POPULIST AND PUERILE
Sanjay Jadhav's Fakt Ladh Mhana has Mahesh Manjrekar's stamp all over it. It's loud, unimaginative, and has a ragtag bunch of goons at its centre. Like most of Manjrekar's cinema, it also tries to tackle a contemporary socio-political issue without approaching it with any seriousness. In this case, the proposed SEZs in the Konkan region and the plight of farmers caught in the quagmire of land aquisitions by large corporations (there's an industrialist in the film who's ranked 7th of the Forbes international list, and no prizes for guessing who that's meant to be) facilitated by greedy politicians, forms the central conflict.
It's a theme worth tackling. Except Manjrekar (the writer) and Jadhav focus more on the bravado of the goons and gratuitous violence than on the plight of the farmers. While the trigger for the crisis is the killing of a war veteran (cliche, cliche) in order to grab his prime land, before long the scene shifts to a slum in Mahim which forms the adda of this gang (with Manjrekar as the boss) and it so happens that the solider-farmer's nephew (Bharat Jadhav) too is now a part of this outfit.
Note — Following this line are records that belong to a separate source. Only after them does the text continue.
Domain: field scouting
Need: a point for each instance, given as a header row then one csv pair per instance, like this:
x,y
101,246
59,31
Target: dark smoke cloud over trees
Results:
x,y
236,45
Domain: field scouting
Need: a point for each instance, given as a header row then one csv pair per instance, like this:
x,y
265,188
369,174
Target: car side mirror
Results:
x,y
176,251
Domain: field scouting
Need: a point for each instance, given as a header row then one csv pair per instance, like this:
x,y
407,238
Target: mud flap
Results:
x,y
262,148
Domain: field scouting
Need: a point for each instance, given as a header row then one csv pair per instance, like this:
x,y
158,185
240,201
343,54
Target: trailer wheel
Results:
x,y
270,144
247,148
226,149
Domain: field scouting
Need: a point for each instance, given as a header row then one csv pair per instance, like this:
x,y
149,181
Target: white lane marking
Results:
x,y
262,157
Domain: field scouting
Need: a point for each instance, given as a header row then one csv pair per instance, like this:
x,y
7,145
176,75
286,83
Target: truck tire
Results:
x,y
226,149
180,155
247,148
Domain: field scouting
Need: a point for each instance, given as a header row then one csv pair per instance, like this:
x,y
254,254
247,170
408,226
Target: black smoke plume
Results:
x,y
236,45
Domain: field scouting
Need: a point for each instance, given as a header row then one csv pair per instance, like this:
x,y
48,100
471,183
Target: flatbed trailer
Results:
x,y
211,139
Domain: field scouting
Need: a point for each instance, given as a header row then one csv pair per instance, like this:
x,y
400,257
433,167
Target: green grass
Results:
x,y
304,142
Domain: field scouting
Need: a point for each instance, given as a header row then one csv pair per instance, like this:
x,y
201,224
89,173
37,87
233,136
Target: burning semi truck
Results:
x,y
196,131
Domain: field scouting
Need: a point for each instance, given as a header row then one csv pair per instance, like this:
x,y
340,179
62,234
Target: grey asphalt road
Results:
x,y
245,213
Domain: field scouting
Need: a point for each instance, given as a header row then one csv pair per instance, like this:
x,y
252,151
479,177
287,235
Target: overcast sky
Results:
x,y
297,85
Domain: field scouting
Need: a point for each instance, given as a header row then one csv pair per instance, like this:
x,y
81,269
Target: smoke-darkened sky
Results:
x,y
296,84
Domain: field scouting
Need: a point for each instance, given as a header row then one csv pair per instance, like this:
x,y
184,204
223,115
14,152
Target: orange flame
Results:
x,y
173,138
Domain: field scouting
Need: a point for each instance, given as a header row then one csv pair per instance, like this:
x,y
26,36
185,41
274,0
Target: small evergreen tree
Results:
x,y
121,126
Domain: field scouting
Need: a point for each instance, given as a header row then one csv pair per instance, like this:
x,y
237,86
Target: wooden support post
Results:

It's not inconceivable to imagine gangsters being a notch above dirty politicians in the hierarchy of depravation. In this case, minister Patil (Sachin Khedekar, dependable as always) and his brother function as warlords of the region and have everyone from the cops to loyal mediamen in their pockets. The soldier-farmer's semi-retarded son rushes to the city to ask for his cousin's help and so the gang arrives in the village to resolve the issue as only they can—by wrecking up the place in a senseless bloodbath. The politician, being even more vicious, uses all his might to try and annihilate them. No prizes for guessing who wins the contest.
Perhaps it isn't possible to win the battle of righteousness through the route of law. When all else fails, revolutionaries are born. But these guys aren't revolutionaries who effect any change at all. It's merely a case of personal vendetta and the end of one particularly evil man. Nowever does the film attempt to actually address the issue of corruption and the tragedy of common folk at the mercy of a system that consistently fails them.
And in that, it's just another exploitative B-movie.